Hi everyone!
I’m new with gradient accumulation, so should I make zero_grad() on the start of each epoch?
#optimizer.zero_grad() <-----------------Should I make this on the beggining every epoch?
for step in range(total_steps):
indices = self.dataloader_dict[phase].dataset.get_train_indices()
new_sampler = data.sampler.SubsetRandomSampler(indices=indices)
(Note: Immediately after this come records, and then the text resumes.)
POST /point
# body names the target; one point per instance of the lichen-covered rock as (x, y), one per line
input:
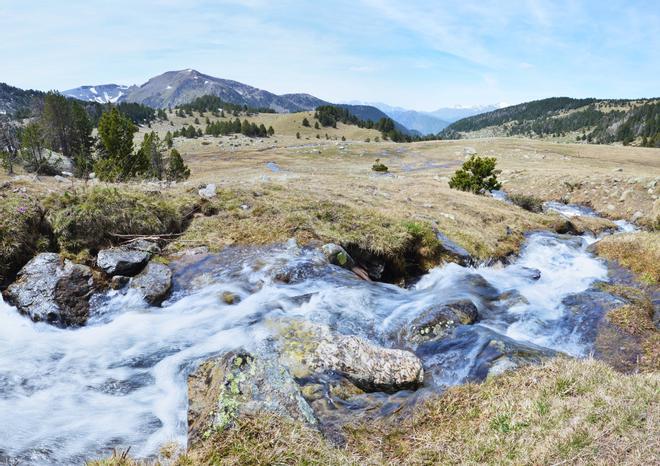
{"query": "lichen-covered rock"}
(122, 261)
(437, 321)
(153, 283)
(237, 384)
(309, 349)
(53, 290)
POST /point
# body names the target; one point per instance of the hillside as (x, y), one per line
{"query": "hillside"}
(13, 99)
(591, 120)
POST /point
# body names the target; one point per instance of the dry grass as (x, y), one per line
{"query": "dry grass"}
(639, 252)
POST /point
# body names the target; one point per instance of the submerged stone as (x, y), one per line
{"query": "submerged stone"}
(238, 383)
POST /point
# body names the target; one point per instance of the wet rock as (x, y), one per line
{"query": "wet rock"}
(153, 283)
(122, 261)
(237, 384)
(310, 349)
(437, 321)
(52, 290)
(370, 367)
(338, 256)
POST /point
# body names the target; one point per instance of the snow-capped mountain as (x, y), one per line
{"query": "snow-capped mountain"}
(103, 94)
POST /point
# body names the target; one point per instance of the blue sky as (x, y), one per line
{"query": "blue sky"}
(417, 54)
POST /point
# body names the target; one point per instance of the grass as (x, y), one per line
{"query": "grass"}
(23, 232)
(564, 412)
(639, 252)
(91, 219)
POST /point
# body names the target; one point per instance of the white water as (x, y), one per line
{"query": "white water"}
(67, 395)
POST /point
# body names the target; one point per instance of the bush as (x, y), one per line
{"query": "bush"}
(527, 202)
(477, 175)
(379, 166)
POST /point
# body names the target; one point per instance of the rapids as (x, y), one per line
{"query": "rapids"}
(67, 395)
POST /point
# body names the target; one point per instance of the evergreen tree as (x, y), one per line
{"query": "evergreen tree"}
(176, 168)
(117, 161)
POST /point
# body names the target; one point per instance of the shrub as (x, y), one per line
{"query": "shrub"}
(477, 175)
(378, 166)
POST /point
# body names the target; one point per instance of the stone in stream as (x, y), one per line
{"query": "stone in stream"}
(153, 283)
(53, 290)
(437, 321)
(238, 383)
(309, 349)
(122, 260)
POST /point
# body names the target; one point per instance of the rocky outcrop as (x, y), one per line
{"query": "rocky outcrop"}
(53, 290)
(309, 349)
(122, 260)
(153, 283)
(237, 384)
(437, 321)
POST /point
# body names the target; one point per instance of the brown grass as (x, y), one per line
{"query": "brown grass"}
(639, 252)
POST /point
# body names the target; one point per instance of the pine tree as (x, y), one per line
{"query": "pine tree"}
(176, 168)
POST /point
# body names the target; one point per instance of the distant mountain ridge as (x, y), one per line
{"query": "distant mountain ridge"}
(428, 122)
(180, 87)
(602, 121)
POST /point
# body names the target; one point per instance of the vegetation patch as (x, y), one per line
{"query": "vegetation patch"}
(23, 232)
(639, 252)
(96, 218)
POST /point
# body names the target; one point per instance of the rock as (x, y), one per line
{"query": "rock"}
(153, 283)
(370, 367)
(122, 261)
(337, 255)
(52, 290)
(237, 384)
(119, 281)
(437, 321)
(310, 349)
(208, 192)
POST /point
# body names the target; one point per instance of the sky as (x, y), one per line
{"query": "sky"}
(417, 54)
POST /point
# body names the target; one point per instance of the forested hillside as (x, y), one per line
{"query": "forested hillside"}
(591, 120)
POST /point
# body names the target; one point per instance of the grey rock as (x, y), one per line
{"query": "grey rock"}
(122, 261)
(52, 290)
(153, 283)
(437, 321)
(225, 388)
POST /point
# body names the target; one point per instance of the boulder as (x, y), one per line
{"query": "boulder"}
(122, 261)
(238, 383)
(309, 349)
(53, 290)
(153, 283)
(437, 321)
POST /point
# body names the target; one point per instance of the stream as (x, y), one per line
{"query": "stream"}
(67, 395)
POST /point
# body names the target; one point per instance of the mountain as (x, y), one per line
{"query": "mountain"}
(452, 114)
(180, 87)
(13, 99)
(103, 94)
(593, 120)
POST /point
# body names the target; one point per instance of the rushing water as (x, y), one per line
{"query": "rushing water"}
(71, 394)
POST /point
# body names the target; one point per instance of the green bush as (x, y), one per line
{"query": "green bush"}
(477, 175)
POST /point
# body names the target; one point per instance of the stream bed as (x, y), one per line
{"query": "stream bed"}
(67, 395)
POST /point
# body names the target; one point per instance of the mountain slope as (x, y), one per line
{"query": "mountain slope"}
(103, 94)
(593, 120)
(13, 99)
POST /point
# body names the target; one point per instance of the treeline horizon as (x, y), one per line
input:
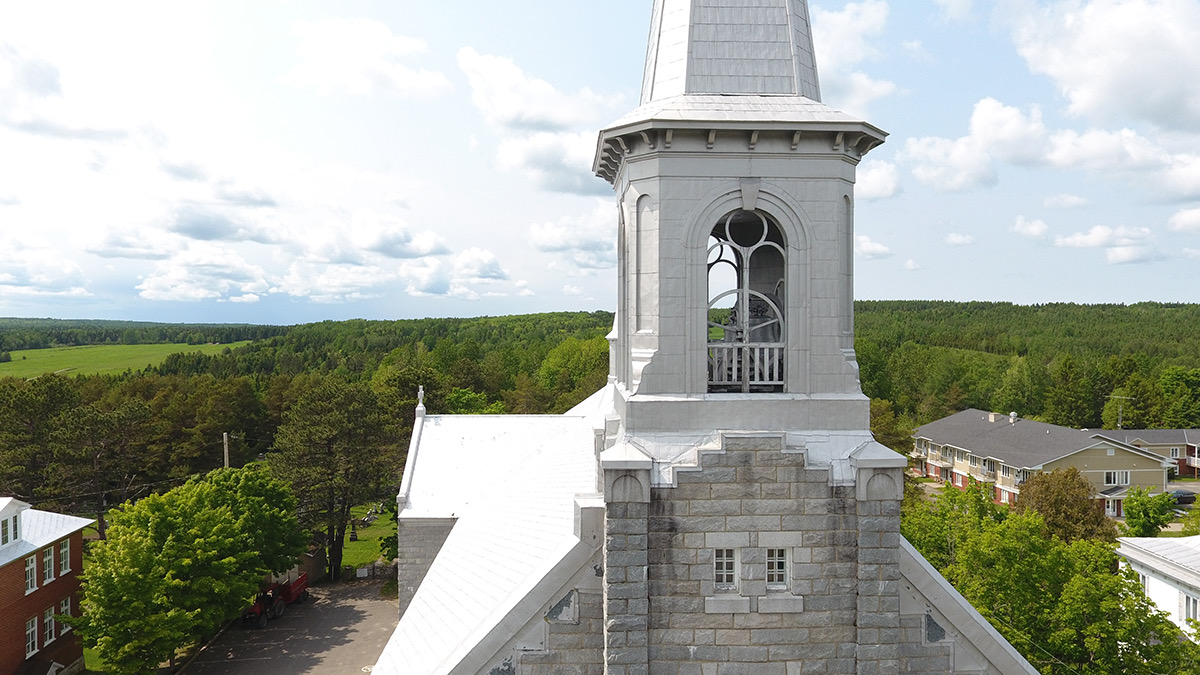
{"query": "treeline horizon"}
(87, 442)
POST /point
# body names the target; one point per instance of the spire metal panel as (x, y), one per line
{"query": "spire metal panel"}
(730, 47)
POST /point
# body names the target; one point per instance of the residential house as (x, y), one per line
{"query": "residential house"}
(1169, 569)
(1002, 451)
(720, 506)
(1182, 446)
(41, 555)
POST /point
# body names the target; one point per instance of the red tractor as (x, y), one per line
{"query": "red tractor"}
(275, 597)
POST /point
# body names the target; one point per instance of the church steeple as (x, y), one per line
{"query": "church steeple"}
(736, 234)
(719, 47)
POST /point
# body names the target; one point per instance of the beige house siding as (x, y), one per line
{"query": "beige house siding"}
(1095, 463)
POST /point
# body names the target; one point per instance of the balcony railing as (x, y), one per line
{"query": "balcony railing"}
(747, 366)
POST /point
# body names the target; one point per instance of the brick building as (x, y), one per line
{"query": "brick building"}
(41, 555)
(720, 507)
self.dataloader_dict[phase].batch_sampler.sampler = new_sampler
try:
images, captions = next(iter(self.dataloader_dict[phase]))
except:
batches_skiped+=1
continue
images = images.to(self.device)
captions = captions.to(self.device)
with torch.set_grad_enabled(phase == 'train'):
features = encoder(images)
features = features.to(self.device)
outputs = decoder(features, captions)
loss = self.criterion(outputs.view(-1, vocab_size), captions.view(-1))
if phase == 'train':
loss.backward()
torch.nn.utils.clip_grad_norm_(decoder.parameters(), 1.0)
if (step+1)%self.grad_acumulation_step == 0:
self.optimizer.step()
self.optimizer.zero_grad()
# writting weights and grads to tensorboard's histogram
for name, weight in decoder.named_parameters():
self.tb.add_histogram(name, weight, step)
#self.tb.add_histogram(f'{name}.grad', weight.grad, step)
elif step%(total_steps//5)==0:
examples = self.add_examples(captions, outputs, phase)
self.tb.add_text(f'{phase}:ground_truth/predictions', examples, step)
running_loss += loss.item() * features.size(0)
bleu4 = self.compute_metric(captions, outputs)
running_bleu+=bleu4